I think email should be regulated, because of how much of the modern world relies on them and you can get fucked over and locked out super easy, and trying to change the email on some services isn’t just hard, it’s impossible
Regulation is slow, full of drama, scales poorly, & can result in a legal thicket that teams of lawyers can navigate better than the individuals it’s intended to advocate for. Decriminalizing interoperability is faster & can handle most of the small/simple cases, freeing up our community/legislative resources to focus on the most important regulatory needs.
- metaStatic ( @metaStatic@kbin.social ) 5•1 year ago
Thanks for reminding me to backup my emails locally and forward my gmail to proton, Good guy google.
- w2tpmf ( @w2tpmf@kbin.social ) 6•1 year ago
Your proton account is susceptible to the same problem if your password gets compromised and you don’t have a backup access method registered.
- lemmyvore ( @lemmyvore@feddit.nl ) English4•1 year ago
Use an authenticator app. No need for phone number.
- HisNoodlyServant ( @HisNoodlyServant@beehaw.org ) 4•1 year ago
Didn’t help me when my account got locked.
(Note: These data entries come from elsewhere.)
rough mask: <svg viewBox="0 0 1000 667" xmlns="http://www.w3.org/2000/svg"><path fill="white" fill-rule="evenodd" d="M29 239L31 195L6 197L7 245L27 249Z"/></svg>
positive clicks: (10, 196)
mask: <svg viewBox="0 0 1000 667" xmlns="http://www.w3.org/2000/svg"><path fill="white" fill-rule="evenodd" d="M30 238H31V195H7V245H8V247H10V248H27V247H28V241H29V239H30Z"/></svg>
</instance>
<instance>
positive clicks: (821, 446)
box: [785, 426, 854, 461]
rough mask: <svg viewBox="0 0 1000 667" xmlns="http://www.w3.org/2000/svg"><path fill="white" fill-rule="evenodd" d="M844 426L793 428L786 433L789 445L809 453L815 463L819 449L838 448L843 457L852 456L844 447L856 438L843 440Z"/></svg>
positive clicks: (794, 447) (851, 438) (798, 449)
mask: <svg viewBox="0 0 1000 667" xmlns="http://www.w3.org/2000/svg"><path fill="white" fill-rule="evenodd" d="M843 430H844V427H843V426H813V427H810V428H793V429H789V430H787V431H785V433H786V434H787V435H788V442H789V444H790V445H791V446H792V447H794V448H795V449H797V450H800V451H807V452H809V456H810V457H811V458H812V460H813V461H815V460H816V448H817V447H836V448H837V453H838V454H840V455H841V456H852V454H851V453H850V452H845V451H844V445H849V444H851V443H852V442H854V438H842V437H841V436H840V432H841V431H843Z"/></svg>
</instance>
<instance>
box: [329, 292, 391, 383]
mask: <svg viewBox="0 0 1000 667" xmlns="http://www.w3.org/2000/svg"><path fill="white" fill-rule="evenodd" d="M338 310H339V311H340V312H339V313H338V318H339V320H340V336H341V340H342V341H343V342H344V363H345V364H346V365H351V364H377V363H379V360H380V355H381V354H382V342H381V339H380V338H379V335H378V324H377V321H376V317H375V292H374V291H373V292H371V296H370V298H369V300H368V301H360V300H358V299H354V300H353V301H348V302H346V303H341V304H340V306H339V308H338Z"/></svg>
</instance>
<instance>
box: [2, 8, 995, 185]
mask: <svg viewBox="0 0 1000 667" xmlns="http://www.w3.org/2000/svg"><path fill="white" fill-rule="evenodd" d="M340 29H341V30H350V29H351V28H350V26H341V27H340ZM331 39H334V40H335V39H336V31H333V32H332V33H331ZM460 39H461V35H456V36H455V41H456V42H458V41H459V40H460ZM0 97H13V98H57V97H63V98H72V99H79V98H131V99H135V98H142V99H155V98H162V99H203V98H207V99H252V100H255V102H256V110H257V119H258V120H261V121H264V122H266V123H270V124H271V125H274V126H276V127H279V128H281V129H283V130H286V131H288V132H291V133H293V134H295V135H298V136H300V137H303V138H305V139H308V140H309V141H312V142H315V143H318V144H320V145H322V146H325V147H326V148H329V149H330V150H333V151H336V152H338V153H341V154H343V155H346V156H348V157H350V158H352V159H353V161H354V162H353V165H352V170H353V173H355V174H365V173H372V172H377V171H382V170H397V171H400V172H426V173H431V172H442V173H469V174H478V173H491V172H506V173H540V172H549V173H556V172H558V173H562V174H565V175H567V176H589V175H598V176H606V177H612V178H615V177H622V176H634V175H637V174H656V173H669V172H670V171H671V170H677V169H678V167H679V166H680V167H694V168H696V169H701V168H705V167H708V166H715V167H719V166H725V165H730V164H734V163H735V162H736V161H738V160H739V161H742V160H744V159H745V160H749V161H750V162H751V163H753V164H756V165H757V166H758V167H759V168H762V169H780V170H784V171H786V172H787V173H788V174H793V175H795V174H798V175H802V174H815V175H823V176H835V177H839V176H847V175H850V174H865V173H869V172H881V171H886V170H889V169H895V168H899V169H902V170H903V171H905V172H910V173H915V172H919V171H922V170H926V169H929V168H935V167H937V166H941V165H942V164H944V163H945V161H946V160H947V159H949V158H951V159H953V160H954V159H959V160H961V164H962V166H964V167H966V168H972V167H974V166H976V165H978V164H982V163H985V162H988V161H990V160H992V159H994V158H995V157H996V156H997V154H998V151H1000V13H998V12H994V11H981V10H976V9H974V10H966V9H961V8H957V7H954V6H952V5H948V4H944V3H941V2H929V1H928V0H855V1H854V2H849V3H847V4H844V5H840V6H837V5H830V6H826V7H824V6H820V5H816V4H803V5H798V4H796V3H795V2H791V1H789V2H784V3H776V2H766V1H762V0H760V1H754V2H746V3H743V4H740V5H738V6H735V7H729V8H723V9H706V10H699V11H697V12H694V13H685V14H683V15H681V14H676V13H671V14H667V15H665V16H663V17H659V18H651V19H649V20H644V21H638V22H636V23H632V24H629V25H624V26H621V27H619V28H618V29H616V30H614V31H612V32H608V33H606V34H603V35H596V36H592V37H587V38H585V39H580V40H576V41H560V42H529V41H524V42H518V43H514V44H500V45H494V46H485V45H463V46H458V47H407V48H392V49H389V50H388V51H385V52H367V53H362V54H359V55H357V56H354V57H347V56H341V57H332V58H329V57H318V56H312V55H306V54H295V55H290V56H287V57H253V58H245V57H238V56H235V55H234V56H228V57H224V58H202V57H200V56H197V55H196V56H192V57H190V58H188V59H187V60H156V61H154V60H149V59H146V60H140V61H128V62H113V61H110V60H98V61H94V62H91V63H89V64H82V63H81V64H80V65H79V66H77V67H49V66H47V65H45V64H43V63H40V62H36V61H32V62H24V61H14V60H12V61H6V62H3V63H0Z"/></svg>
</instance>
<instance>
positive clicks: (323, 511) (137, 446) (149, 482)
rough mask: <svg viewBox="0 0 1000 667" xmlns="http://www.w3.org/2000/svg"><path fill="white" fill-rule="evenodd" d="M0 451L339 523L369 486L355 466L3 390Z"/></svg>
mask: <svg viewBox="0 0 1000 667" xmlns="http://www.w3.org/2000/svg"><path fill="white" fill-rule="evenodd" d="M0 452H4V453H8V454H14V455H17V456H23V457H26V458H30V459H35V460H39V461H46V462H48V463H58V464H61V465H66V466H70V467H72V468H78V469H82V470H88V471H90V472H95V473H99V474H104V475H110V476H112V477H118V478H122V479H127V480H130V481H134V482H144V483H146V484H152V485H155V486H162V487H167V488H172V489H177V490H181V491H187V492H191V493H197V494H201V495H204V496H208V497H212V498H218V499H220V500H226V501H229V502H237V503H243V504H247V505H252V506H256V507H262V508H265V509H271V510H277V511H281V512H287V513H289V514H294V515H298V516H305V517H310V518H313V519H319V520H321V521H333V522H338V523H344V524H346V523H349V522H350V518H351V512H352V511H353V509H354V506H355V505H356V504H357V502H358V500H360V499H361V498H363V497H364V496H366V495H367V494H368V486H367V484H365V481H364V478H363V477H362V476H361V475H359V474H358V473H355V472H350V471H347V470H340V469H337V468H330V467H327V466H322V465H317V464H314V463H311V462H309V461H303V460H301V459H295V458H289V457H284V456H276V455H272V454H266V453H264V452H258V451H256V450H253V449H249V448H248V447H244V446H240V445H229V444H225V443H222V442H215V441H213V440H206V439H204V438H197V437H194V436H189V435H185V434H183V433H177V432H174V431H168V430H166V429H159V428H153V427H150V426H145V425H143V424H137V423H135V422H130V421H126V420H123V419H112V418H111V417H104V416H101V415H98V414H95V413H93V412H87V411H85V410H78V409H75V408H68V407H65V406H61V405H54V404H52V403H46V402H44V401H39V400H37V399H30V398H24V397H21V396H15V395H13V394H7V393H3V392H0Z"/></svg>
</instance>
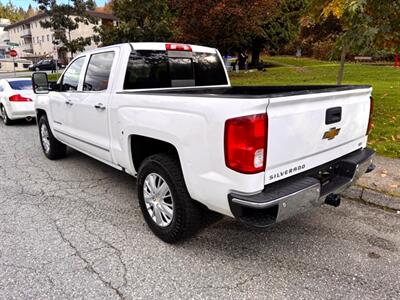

Had 2fa and all the info they wanted and never got the account back. Fuck google.
- Endorkend ( @Endorkend@kbin.social ) 3•1 year ago
This isn’t actually about your phone number.
I got the same message because I do have my phone listed in there, but don’t have a recovery email address listed.
Using someone else’s computer for receiving your mail… That’s quite cringe !
- patchwork ( @patchwork@lemmy.dbzer0.com ) 1•1 year ago
With all do respect friend, I’m assuming most of us here that really care about privacy ditched Gmail very early in our privacy journey. I think virtually every policy Google enforces, including phone validation has some element of data collection in mind. We can debate whether providing the phone number is an information grab or a security measure, but I’m fairly certain it’s both to some degree. If one cares enough about privacy to post in this community please start looking for a privacy respecting email provider, then start abandoning Google services like the plague at a pace you can tolerate. Don’t move too fast on your journey, the inconvenience is rough, but liberating your digital life is priceless one step at a time.